Le président élu du Chili, José Antonio Kast, a nommé le prêtre qui assumera le rôle de chapelain de La Moneda (siège du gouvernement) à partir du 11 mars prochain, date à laquelle aura lieu le changement de mandat. Selon le média The Clinic, le choisi est le prêtre Mariano Irureta, membre du mouvement de Schoenstatt —le même auquel appartient la famille du président— et qui possède une vaste trajectoire pastorale.
Trajectoire ecclésiale et profil biographique
Mariano Irureta Uriarte est né le 25 septembre 1954 à Santiago du Chili. Il est le fils de Narciso Irureta, dirigeant politique de la Démocratie chrétienne chilienne qui fut membre du Congrès et par la suite ministre dans les années 1990.
Avant d’entrer au séminaire, Irureta a commencé des études de Droit à l’Université pontificale catholique du Chili. En 1974, il s’est incorporé au mouvement apostolique international de Schoenstatt, fondé en Allemagne en 1914 et présent dans divers pays d’Amérique et d’Europe. Un an plus tard, il est entré formellement dans la communauté des Pères de Schoenstatt, branche sacerdotale du mouvement.
Il a été ordonné prêtre le 3 août 1985 au Sanctuaire de Bellavista, l’un des principaux centres de Schoenstatt au Chili. Tout au long de son ministère, il a exercé des fonctions pastorales et formatives tant au Chili qu’à l’étranger. Parmi d’autres postes, il a été conseiller des communautés familiales du mouvement au Portugal, recteur d’un séminaire des Pères de Schoenstatt et supérieur provincial de la congrégation au Chili.
Depuis 2015, il exerce en tant que directeur national du mouvement de Schoenstatt au Chili.
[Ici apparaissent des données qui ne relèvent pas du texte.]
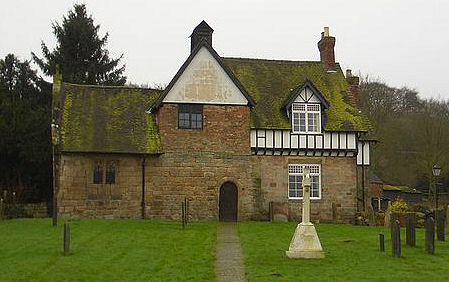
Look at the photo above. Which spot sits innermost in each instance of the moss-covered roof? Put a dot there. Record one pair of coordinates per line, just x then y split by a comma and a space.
405, 189
108, 119
269, 82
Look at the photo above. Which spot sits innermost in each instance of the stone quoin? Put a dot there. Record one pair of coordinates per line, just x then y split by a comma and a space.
231, 135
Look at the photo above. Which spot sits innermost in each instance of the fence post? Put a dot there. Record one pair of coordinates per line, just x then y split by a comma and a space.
396, 239
382, 242
410, 229
187, 211
441, 222
66, 238
182, 215
430, 235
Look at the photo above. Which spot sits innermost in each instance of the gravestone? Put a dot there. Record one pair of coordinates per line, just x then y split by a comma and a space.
382, 242
370, 215
305, 242
410, 229
447, 219
430, 235
441, 222
395, 238
387, 215
66, 238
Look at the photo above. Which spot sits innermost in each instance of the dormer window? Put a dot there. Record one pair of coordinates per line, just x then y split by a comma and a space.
306, 118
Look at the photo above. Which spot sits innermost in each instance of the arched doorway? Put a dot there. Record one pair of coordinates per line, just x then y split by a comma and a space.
228, 202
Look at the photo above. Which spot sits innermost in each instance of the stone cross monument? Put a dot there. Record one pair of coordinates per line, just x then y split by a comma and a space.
305, 242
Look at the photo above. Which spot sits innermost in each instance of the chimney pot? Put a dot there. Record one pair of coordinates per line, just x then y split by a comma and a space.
326, 46
201, 32
348, 73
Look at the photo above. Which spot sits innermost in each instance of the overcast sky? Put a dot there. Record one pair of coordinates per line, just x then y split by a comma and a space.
400, 42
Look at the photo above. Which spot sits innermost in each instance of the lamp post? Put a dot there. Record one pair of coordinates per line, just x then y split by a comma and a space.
436, 170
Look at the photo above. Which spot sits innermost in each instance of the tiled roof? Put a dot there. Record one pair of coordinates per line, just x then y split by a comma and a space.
270, 82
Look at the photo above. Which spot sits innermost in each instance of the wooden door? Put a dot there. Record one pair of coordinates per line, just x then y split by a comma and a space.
228, 202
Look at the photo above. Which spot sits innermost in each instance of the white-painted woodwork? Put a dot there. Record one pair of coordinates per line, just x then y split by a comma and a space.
334, 143
307, 95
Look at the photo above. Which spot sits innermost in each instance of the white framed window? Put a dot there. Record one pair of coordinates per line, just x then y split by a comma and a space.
306, 118
295, 175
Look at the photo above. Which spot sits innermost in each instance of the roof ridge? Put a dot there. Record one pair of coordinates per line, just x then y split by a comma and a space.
111, 86
270, 60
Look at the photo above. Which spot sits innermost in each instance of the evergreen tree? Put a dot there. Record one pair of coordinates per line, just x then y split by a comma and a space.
25, 149
80, 52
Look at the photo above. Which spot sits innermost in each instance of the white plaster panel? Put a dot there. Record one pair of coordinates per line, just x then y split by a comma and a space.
205, 81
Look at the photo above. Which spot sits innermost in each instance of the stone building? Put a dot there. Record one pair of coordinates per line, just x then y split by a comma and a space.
230, 135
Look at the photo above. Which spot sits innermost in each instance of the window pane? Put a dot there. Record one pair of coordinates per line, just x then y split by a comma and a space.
98, 174
197, 120
313, 122
184, 120
296, 122
110, 174
190, 116
302, 122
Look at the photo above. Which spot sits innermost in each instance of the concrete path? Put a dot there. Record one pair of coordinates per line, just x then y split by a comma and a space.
229, 265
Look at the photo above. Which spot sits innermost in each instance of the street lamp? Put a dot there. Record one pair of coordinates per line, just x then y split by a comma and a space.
436, 170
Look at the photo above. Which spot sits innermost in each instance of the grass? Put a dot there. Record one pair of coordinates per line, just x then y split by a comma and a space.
351, 255
107, 250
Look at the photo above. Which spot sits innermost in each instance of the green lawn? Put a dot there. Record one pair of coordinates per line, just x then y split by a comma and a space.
351, 255
107, 250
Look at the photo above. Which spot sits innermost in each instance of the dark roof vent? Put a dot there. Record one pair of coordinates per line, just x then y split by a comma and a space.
201, 32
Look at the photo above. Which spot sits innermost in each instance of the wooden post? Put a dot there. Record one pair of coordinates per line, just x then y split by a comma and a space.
66, 238
396, 239
441, 222
410, 229
382, 242
430, 235
187, 210
183, 215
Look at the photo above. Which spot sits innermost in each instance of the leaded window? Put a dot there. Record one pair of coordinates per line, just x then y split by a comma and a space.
306, 118
190, 116
110, 173
98, 173
295, 176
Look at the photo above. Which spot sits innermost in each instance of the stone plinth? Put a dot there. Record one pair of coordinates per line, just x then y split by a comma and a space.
305, 243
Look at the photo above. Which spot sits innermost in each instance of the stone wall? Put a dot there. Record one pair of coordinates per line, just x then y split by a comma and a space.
34, 210
338, 184
79, 197
198, 177
225, 129
194, 165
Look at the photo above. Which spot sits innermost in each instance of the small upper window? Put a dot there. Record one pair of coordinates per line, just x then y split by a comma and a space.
110, 173
98, 173
190, 116
306, 118
295, 175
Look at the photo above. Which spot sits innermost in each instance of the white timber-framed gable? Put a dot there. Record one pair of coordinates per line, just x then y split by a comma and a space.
305, 108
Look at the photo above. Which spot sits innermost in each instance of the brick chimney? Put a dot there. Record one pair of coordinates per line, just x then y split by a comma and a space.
353, 82
326, 46
201, 32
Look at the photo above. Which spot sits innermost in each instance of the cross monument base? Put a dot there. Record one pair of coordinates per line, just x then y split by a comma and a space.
305, 243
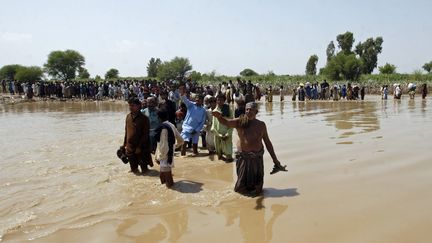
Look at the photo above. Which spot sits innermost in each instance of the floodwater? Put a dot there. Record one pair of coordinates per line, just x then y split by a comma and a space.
358, 172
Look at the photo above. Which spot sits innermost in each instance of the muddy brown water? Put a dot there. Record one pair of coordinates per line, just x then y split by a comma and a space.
358, 172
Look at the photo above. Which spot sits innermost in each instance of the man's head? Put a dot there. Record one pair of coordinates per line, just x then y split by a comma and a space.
162, 115
241, 104
212, 102
164, 95
199, 99
220, 99
251, 110
134, 105
151, 102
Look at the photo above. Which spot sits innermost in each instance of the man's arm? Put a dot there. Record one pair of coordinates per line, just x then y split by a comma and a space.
231, 123
183, 97
269, 146
124, 140
144, 141
163, 145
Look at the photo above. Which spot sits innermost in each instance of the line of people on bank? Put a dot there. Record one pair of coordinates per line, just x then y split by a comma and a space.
155, 127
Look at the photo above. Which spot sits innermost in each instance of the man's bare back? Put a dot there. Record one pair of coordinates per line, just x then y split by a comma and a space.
250, 137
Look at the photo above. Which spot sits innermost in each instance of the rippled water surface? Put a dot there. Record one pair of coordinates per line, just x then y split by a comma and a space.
358, 172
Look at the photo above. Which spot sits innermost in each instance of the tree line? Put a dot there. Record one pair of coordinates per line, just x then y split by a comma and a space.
342, 63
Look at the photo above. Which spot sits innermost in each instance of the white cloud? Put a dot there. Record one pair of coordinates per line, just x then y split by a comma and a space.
15, 37
125, 46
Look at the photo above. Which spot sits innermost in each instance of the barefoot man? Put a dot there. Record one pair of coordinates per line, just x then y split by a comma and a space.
250, 164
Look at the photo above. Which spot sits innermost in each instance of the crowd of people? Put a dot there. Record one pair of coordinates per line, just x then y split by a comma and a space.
178, 114
242, 90
181, 115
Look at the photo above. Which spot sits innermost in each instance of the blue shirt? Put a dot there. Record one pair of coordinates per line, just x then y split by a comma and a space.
153, 118
195, 116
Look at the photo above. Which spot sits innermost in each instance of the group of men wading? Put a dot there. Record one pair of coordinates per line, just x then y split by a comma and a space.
137, 146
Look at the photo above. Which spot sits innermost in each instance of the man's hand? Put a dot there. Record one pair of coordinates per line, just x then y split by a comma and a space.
182, 90
278, 167
216, 114
137, 151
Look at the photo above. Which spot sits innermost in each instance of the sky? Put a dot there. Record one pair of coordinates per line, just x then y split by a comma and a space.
222, 36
En 2025, il a également assumé le rôle de chapelain d’institutions éducatives liées au mouvement et de vice-postulateur dans une cause de béatification au sein de l’Église catholique.
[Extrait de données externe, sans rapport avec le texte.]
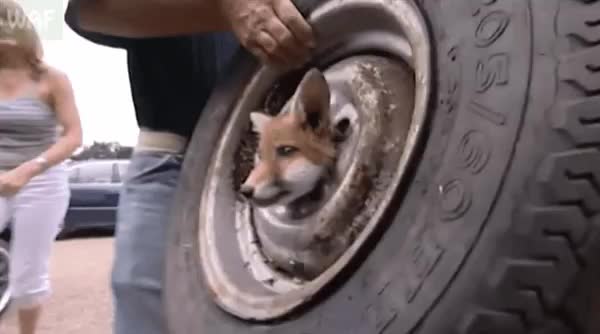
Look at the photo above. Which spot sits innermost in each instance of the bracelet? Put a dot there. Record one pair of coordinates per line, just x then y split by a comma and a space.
42, 161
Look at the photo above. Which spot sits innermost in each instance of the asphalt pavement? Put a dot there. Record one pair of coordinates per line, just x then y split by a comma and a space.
81, 302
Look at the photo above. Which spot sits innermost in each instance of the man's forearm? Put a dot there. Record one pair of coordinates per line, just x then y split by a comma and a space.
150, 18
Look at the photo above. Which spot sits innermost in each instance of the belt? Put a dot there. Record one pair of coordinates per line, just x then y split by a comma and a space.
160, 141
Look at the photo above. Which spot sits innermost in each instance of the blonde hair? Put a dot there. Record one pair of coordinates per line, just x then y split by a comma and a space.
16, 26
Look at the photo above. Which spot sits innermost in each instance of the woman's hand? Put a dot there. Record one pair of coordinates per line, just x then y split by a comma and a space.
14, 180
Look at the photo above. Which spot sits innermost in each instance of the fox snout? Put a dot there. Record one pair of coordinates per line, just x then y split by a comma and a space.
295, 148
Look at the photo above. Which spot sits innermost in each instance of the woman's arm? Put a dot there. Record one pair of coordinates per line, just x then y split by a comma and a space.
63, 102
148, 18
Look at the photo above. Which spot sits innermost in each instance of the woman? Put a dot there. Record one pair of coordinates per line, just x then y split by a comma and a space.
39, 130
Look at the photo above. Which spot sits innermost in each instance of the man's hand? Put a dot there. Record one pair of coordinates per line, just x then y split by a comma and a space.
273, 30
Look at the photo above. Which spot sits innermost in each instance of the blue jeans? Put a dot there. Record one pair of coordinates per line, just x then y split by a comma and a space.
144, 210
142, 219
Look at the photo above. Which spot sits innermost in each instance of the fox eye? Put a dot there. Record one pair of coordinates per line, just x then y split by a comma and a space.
286, 150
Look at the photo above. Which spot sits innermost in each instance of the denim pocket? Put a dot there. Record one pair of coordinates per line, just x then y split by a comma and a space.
149, 166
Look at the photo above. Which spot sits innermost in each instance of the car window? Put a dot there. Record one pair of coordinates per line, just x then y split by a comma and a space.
96, 172
74, 174
122, 169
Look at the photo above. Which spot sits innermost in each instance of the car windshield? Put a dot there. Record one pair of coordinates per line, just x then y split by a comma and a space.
97, 172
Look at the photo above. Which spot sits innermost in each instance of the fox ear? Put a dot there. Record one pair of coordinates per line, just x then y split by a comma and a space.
310, 103
259, 120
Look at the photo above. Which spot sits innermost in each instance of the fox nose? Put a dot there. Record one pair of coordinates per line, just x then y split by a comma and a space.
247, 191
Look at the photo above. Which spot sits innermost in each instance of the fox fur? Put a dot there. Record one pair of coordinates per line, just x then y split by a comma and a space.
296, 148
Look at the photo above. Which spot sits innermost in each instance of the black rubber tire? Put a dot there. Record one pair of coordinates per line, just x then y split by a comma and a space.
498, 231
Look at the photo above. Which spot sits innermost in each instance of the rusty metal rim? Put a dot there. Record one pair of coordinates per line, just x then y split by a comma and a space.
280, 299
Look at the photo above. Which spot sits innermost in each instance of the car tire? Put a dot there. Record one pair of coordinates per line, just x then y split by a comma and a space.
498, 231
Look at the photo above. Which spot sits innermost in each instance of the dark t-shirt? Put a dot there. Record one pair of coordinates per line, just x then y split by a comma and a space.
170, 78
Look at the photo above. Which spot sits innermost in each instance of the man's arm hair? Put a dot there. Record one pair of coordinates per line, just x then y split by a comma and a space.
149, 18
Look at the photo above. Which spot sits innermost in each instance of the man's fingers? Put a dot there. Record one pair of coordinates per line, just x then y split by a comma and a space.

Sa nomination comme chapelain du Palais de La Moneda le place désormais dans une fonction d’accompagnement spirituel directement liée au siège du Pouvoir exécutif chilien.
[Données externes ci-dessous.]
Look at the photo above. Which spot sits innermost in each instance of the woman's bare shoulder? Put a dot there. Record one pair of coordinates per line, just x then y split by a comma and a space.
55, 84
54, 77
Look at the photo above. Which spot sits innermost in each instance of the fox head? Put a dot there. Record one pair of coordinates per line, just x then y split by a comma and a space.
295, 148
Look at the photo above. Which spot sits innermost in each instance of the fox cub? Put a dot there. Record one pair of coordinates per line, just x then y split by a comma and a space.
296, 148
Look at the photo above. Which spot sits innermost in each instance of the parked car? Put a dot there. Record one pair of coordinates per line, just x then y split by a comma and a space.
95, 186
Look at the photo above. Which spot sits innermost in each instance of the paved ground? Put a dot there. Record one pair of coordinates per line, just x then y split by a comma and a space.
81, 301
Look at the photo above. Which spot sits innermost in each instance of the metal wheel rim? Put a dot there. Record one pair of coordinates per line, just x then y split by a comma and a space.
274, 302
Qu’est-ce qu’un chapelain présidentiel ?
La figure du chapelain présidentiel n’est pas inédite au Chili, bien qu’elle ne constitue pas un poste politique ni ne fasse partie de la structure formelle du cabinet. Sa fonction est traditionnellement liée à l’accompagnement spirituel de ceux qui travaillent au siège de l’Exécutif et à l’organisation éventuelle d’actes religieux dans des contextes officiels.
Sur le plan historique, la présence de chapelains dans les institutions publiques a été habituelle dans des domaines tels que les forces armées, les hôpitaux, les universités et les parlements, étant un poste compris comme un service d’assistance spirituelle volontaire et non comme une fonction de représentation confessionnelle de l’État.
Chapellenies dans d’autres pays
Divers pays maintiennent des figures similaires dans leurs structures institutionnelles. Aux États-Unis, par exemple, tant le Sénat que la Chambre des représentants disposent de chapelains officiels depuis le XVIIIe siècle, malgré le principe constitutionnel de séparation Église-État. Au Royaume-Uni, le Parlement maintient des chapelains liés à sa tradition historique. En Amérique latine et en Europe existent également des chapellenies associées aux forces armées, aux hôpitaux et, dans certains cas, aux sièges gouvernementaux.